Network address issue using Linkerd in AKS

Setup
We’re using an Azure Kubernetes Cluster (k8s version 1.29)
Helm “linkerd-control-plane” version 1.16.11 (App Version stable-2.14.10)

Ingress:
Ingress is managed via traefik, which has a fix IP (10.224.90.68)
Internet (e.g. test.com/target) → AKS → traefik → app-XY serving /target
No service except traefik is exposed directly outside the k8s-cluster. Ingress is only possible using ingress resources routing the traffic over traefik.

Our Network:
Entire network: 10.0.0.0/8
AKS worker nodes: 10.224.80.0/21
AKS cluster-nodes: 10.224.90.0/26
AKS internal-lb: 10.224.90.64/27
Every other address within 10.0.0.0/8 is either another cloud service or an on-premises address.

AKS Configuration:
Services Network: 10.0.0.0/16 (default)

Issue
Without Linkerd: None. Everything works perfectly.

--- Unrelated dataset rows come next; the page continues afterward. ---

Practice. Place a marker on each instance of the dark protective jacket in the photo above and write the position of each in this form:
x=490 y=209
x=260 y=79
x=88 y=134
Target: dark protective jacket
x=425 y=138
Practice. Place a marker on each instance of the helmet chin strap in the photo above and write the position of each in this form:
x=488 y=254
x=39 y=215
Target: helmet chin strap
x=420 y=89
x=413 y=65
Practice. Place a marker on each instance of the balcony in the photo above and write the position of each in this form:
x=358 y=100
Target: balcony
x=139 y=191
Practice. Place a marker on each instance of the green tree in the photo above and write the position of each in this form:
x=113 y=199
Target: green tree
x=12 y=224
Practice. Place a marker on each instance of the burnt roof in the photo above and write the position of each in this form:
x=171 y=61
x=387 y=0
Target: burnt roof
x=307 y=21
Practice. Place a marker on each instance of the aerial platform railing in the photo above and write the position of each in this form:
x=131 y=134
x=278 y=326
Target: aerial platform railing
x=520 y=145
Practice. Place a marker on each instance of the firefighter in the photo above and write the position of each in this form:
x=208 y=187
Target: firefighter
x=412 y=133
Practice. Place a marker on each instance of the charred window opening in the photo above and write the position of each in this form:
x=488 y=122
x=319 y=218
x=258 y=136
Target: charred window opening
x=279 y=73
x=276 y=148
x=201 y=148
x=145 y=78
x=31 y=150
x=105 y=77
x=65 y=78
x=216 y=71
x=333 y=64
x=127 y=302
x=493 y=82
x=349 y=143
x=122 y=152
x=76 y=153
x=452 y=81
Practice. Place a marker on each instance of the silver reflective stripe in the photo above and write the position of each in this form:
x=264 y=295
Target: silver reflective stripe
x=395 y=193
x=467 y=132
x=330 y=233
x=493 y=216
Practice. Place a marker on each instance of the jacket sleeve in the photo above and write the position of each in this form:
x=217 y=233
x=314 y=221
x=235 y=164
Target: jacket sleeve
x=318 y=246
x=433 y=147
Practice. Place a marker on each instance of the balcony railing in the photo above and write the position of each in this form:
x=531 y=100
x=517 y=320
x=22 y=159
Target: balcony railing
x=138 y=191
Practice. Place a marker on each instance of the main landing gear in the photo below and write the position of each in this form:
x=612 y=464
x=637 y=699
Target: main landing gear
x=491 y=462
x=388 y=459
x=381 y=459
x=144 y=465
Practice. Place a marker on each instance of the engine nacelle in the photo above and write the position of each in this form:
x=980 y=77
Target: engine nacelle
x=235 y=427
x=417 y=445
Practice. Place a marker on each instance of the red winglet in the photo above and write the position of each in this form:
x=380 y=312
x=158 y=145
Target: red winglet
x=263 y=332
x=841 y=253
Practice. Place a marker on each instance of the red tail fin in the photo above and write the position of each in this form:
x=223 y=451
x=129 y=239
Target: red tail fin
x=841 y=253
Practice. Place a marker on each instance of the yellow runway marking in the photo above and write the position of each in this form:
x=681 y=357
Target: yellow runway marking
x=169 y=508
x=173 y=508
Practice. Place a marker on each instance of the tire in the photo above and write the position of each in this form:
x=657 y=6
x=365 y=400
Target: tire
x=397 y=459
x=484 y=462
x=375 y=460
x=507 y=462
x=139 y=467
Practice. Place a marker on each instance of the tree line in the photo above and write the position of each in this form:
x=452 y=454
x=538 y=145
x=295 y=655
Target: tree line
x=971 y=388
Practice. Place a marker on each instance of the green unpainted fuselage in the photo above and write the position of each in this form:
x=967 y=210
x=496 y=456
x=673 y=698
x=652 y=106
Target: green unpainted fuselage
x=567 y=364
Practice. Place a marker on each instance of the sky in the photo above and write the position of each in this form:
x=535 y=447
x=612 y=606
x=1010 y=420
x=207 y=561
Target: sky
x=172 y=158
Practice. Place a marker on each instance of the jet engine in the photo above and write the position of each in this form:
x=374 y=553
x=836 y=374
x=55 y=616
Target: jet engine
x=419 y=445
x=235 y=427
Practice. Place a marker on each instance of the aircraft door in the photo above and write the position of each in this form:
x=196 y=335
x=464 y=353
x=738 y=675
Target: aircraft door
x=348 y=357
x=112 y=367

The kube-dns does resolve all addresses properly, all k8s services and on-prem addresses are reachable.

With Linkerd: Since the service-network of the AKS overlaps with the 10.0.0.0/8 network, egress traffic is not possible, if the target IP-Address happens to be the same as a service’s cluster-IP.

Example:
on-premises domain bar.onprem resolves to 10.0.121.215 (correct)
k8s Service “Foo” has a cluster-IP 10.0.121.215 assigned. (coincidence)
Application “Test” inside the k8s cluster, which is meshed by Linkerd, tries to access https://bar.onprem.
This scenario fails, as Linkerd routes the traffic to the k8s Service “Foo” which does not accept the request.

Why is it an issue
Yes, I could set the services-network to a reserved address space which does not overlap with other addresses. But this would require a redeployment of the AKS cluster as this can only be set at creation time. And it only does not work when using Linkerd. Without linkerd the AKS does not care about the overlapping spaces and can manage the traffic properly. Blocking another Subnet seems a bummer, as we are already short on address spaces.

What did I already try
I set the Helm parameter clusterNetworks to 10.224.80.0/21 (worker-nodes) in order to try to exempt the k8s services from the dns/meshing. But the result didn’t change. I’m unsure if the meshing even would still work properly doing this.

Hi @Niklas ,

Hopefully understanding the way Linkerd routes traffic can help us figure out a solution. Lets start with a high level overview of Linkerd’s outbound call routing:

Linkerd’s handling of an outbound call will depend on whether the client is dialing by svc fqdn or a direct endpoint.

If the client is making a call to an fqdn/svc, the client will:

  1. Make a DNS query to the local kubernetes DNS resolver and obtain the in-cluster service IP. 2. Once it has the IP the client will attempt to initiate a connection to that IP, but the connection will be intercepted by Linkerd.
  2. At this point Linkerd will check with the destination service if it’s a known and valid IP, if it resolves to a SVC or an endpoint, and make some additional checks to make sure we know where we’re routing the traffic.
  3. If it’s a svc IP (like a clusterIP) Linkerd checks a list of all known endpoints associated with that service and then picks the best one to initiate a connection to based on the internal LB algorithm (by default it’ll be EWMA).

If the client is making a call to an fqdn that resolves directly to an endpoint (pod), or a Pod IP, the client will go through the same kubernetes DNS lookup and request initiation process, however, Linkerd will confirm that it’s a direct endpoint IP during the destination lookup phase, and then will directly route to this endpoint without making any additional load balancing decisions (the idea is to respect the client’s choice of endpoint as this is valid in certain cases, especially when dealing with Ingresses).

The recommended way to resolve this would be to either fix the overlapping subnets, or amend the kubernetes DNS config to differentiate between external/internal addresses and set the priority for resolution (e.g., tell kubernetes DNS to ignore in-cluster addresses for certain overlapping external subnets), though note this may cause issues when you actually do need to route to those services internally and they have an addr overlap.